Activists have slammed a show where monkeys are forced to wear dresses and jump through spiked rings at a zoo in Thailand as ‘humiliating’ and said the world is ‘outraged by gimmicky animal acts’.
Heartbreaking footage also shows the primates wearing face-fulls of make-up, spinning a flaming stick and pretending to sing at Chang Puak Camp in Ratchaburi, before lying on the floor picking their skin as the guests leave.
Animal rights group PETA has called on travel companies to cut ties with such shows, and said some of the monkeys may have had their teeth removed to make them ‘compliant’.
The disturbing video begins with a monkey in a golden dress leaping through a spiked hoop, before spinning a ball while showing the audience its make-up.
A second monkey wearing shorts and with a rope around its neck then jumps into the air repeatedly before picking its string in an attempt to escape.
The intelligent animals are also shown shaking hands with smiling children, playing guitar, and sitting with one leg over the other pretending to text.
PETA’s senior vice president of international campaigns, Jason Baker, warned circus trainers ‘break monkey’s spirits using violent methods that rely on fear of punishment’ before getting them to perform.
‘Monkeys don’t choose to walk on their hind legs, wear clothes, ride bikes, or perform other meaningless and humiliating tricks – they’ve simply learned to fear what will happen if they don’t,’ he said.

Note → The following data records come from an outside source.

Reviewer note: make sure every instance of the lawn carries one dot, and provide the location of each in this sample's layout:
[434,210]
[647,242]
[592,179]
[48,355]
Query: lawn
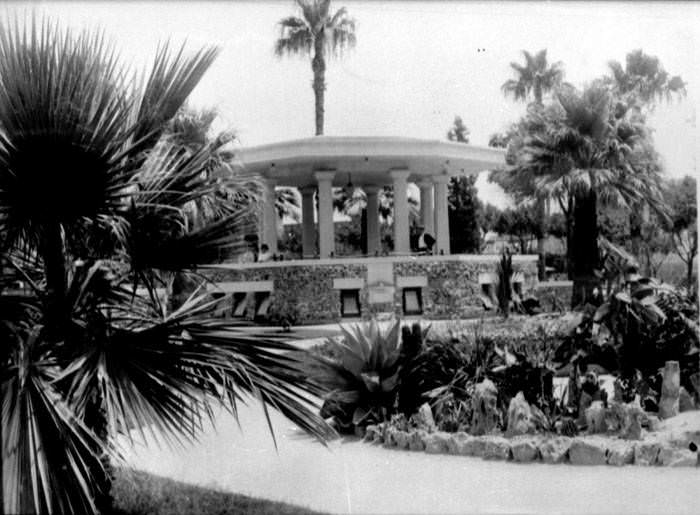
[140,493]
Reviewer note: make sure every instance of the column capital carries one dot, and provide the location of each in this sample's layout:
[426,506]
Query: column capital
[399,174]
[324,175]
[441,179]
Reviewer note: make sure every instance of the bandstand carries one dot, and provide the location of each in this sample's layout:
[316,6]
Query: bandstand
[324,287]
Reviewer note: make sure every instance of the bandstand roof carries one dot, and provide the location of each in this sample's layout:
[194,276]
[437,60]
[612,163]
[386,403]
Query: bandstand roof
[367,159]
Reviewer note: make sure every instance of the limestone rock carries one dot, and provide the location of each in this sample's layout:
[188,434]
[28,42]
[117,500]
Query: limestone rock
[674,457]
[423,419]
[389,434]
[685,401]
[373,434]
[520,420]
[457,441]
[416,439]
[555,450]
[620,453]
[497,448]
[484,407]
[587,452]
[584,403]
[632,422]
[650,422]
[436,443]
[595,418]
[524,449]
[695,381]
[647,453]
[670,390]
[474,447]
[401,439]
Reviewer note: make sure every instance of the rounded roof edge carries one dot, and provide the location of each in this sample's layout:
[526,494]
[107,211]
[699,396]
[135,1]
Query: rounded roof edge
[338,147]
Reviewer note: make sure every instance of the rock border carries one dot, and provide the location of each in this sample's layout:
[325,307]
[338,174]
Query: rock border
[578,450]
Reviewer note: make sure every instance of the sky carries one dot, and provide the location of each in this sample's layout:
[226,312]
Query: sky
[416,64]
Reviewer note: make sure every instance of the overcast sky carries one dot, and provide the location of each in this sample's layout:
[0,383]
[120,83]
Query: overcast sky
[416,64]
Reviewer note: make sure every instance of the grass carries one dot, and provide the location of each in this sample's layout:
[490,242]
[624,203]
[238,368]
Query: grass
[140,493]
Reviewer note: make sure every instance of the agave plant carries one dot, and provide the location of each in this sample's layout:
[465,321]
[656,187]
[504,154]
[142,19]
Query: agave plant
[95,216]
[363,378]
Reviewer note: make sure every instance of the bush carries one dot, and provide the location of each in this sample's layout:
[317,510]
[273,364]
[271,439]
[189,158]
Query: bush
[639,326]
[364,378]
[515,359]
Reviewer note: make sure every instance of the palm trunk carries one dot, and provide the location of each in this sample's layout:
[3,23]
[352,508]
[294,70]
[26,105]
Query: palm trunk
[585,247]
[570,240]
[541,262]
[318,65]
[96,421]
[53,254]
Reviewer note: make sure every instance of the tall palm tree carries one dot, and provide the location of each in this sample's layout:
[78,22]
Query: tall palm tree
[94,203]
[317,31]
[583,149]
[536,77]
[643,80]
[639,85]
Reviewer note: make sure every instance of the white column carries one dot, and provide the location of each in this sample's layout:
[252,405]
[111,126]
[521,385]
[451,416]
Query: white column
[373,238]
[427,206]
[442,224]
[401,242]
[269,232]
[326,235]
[308,228]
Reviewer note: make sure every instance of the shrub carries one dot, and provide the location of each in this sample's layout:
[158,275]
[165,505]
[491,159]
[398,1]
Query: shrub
[639,326]
[363,380]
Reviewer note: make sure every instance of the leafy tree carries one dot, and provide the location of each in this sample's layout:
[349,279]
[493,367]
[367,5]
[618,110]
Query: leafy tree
[536,77]
[499,139]
[638,87]
[522,223]
[322,32]
[681,196]
[463,214]
[488,214]
[459,132]
[643,80]
[93,218]
[464,206]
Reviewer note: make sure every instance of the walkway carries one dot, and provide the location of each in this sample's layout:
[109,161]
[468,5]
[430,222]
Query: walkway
[353,477]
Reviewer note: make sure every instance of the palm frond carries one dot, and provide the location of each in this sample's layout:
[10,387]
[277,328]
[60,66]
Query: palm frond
[50,456]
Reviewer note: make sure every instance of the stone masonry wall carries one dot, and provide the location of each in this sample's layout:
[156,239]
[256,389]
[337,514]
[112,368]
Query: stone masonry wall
[452,287]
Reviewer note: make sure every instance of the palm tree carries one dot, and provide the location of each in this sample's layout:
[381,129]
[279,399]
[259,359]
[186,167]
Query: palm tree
[94,215]
[643,80]
[321,32]
[639,85]
[583,150]
[536,77]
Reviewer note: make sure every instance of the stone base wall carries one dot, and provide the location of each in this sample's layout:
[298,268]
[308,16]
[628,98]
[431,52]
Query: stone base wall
[554,295]
[450,289]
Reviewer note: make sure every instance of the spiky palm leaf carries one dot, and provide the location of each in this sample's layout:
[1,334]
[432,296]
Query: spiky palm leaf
[85,174]
[363,380]
[298,34]
[536,77]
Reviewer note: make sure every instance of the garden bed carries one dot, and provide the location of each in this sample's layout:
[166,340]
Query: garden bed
[669,446]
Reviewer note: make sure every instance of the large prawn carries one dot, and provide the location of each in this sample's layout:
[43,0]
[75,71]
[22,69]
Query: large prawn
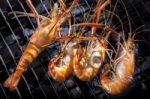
[116,81]
[87,61]
[43,35]
[60,67]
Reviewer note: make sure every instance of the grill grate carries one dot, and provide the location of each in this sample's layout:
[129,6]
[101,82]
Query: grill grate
[36,83]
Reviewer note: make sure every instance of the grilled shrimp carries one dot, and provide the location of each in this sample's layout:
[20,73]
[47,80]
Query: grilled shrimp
[86,62]
[43,35]
[122,76]
[60,67]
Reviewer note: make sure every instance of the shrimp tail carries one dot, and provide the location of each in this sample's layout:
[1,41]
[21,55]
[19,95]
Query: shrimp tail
[30,53]
[116,82]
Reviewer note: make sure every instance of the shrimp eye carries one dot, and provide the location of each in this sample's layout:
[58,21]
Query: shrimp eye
[96,60]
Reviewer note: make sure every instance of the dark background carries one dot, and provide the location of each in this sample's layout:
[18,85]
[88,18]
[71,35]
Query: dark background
[15,33]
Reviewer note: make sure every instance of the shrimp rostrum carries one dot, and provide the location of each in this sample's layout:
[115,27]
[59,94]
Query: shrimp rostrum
[116,80]
[44,35]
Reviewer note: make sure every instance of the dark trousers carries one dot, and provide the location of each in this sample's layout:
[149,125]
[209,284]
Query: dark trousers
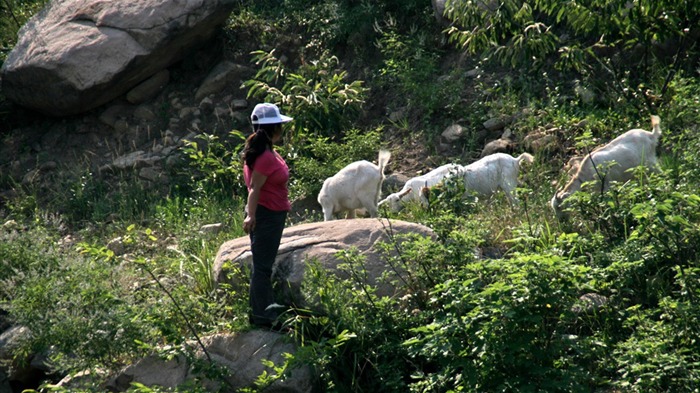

‘They force the animals into a lifetime of slavery.’
Circus animals are usually snatched from their mothers at birth, the charity said, and are deprived of natural surroundings.
Thailand, a popular tourist destination, has often faced criticism for its ‘barbaric’ treatment of animals and lax animal welfare regulations.
A shopping mall in Bangkok houses a gorilla, named Bua Noi, that is kept in filthy conditions.
And a crocodile farm and elephant show in Samut Prakan has been repeatedly criticised for its treatment of animals, including keeping its bears in filthy conditions.
Tour companies have been pulling trips to animal shows as public opinion has turned against them.
Asia’s biggest travel company, Ctrip, stopped promoting Samut Prakan Crocodile Farm and Zoo last year after a video showed the animals were kept in barren pens and jabbed with spikes.
AirBNB and Tripadvisor have committed to banning direct-contact animal activities from their platforms, PETA said.
‘Public opinion has changed, and forcing wild animals to perform is no longer the way to draw a crowd, but there’s still much work to do,’ said Mr Baker.
‘All travel companies need to stop promoting cruel shows and zoos, and tourists must stop buying tickets to them, opting instead to see animals in their natural habitats – the only place where they belong.’